Les analyses jurisprudentielles ont grandement contribué au raisonnement des auteurs. Effectivement, ils ont démontré les progressions qu’ont engendrées les décisions en matière de forum non conveniens. Au Canada, l’affaire Garcia c Tahoe Resources Inc.[12] a permis aux tribunaux de procéder à un examen plus rigoureux d’un système judiciaire étranger avant de se dessaisir à son profit, et donc, de redéfinir certains paramètres du forum non conveniens. La jurisprudence québécoise explicite les dangers d’injustice qui émergent de cette doctrine[13]. L’objet de l’étude, étant d’illustrer en quoi l’émergence d’entreprises multinationales transforme les relations juridiques qu’entretiennent les entreprises avec les États[14], nous permet de remettre en question la RSE et sa judiciarisation devant le juge national[15] dans un contexte de forum non conveniens.

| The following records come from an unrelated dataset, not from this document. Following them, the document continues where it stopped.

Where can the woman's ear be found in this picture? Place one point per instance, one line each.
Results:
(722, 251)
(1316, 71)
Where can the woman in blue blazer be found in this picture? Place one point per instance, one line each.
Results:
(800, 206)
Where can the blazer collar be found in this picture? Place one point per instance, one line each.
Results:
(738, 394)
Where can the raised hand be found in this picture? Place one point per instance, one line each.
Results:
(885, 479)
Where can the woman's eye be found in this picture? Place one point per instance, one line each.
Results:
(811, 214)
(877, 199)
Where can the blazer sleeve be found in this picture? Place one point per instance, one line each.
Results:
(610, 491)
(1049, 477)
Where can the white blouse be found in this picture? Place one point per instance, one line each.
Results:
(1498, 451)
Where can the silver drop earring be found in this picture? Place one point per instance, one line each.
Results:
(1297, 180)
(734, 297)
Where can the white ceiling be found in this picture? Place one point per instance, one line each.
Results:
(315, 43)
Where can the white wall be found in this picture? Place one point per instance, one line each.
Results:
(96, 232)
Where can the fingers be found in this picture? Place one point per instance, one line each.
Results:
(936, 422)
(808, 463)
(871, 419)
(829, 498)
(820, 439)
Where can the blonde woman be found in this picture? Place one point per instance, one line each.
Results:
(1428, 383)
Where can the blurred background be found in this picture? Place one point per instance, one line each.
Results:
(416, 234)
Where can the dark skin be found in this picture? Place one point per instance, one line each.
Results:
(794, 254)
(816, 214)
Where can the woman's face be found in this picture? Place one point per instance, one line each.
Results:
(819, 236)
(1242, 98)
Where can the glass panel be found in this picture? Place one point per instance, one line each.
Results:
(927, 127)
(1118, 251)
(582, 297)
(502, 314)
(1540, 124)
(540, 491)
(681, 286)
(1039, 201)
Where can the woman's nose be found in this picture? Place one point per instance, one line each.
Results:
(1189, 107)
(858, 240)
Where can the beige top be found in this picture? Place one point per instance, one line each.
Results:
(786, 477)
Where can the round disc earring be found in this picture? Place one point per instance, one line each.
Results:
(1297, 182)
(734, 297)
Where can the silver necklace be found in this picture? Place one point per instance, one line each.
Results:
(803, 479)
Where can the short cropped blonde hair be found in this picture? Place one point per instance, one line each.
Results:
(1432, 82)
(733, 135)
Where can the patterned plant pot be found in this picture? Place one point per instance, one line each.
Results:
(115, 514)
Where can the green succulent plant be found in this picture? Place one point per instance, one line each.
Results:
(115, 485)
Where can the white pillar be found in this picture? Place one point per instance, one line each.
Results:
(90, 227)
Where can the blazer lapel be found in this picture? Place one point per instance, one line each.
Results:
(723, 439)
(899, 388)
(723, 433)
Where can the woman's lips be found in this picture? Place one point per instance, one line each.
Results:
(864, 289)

Tout compte fait, cet ouvrage est pertinent pour la littérature en droit international privé et en procédure civile. Tchotourian et Langenfeld abordent un sujet pertinent dans le contexte de mondialisation. Cependant, d’actualité, la nouvelle marge de manoeuvre allouée aux entreprises multinationales fait ressortir de nouveaux enjeux imputables au développement du commerce électronique et du cyberespace, sur la scène internationale. Il aurait ainsi été intéressant de jumeler à l’étude du forum non conveniens, une analyse de la fiscalité internationale, dans la mesure où des flux commerciaux illicites peuvent directement être associés à une atteinte aux droits de la personne. Il arrive que les multinationales utilisent des stratégies d’évitement fiscal, minimisant leurs impôts en transférant des profits vers des pays à faible taux d’imposition, violant l’esprit de la loi fiscale, sans pour autant contrevenir à sa lettre[16]. Bien que ces stratégies soient légales, elles suscitent des préoccupations quant à la responsabilité sociale des entreprises. Dans les cas du forum non conveniens et de l’évitement fiscal, les entreprises multinationales utilisent les failles du système juridique pour faire avancer leurs ambitions, qu’il s’agisse d’éviter des litiges coûteux ou de minimiser leurs obligations fiscales. Cela soulève des questions sur l’éthique des pratiques commerciales des entreprises et sur la manière dont le système juridique peut être utilisé pour atteindre des objectifs non liés à la justice ou à l’équité, notamment au détriment de certains droits fondamentaux. Les points forts de l’ouvrage se retrouvent dans la pluralité des perspectives portées sur le droit international par la jurisprudence provenant de pays de common law. Le fait de pouvoir suivre les différents processus juridiques de forum non conveniens, dans un contexte de respect des droits de la personne, a bonifié la richesse de l’analyse, puisqu’on a pu témoigner concrètement des failles et de leur application. Somme toute, les auteurs admettront que « l’irresponsabilité organisée des grandes entreprises aura rythmé les phases du développement capitaliste »[17]. C’est bien à revoir.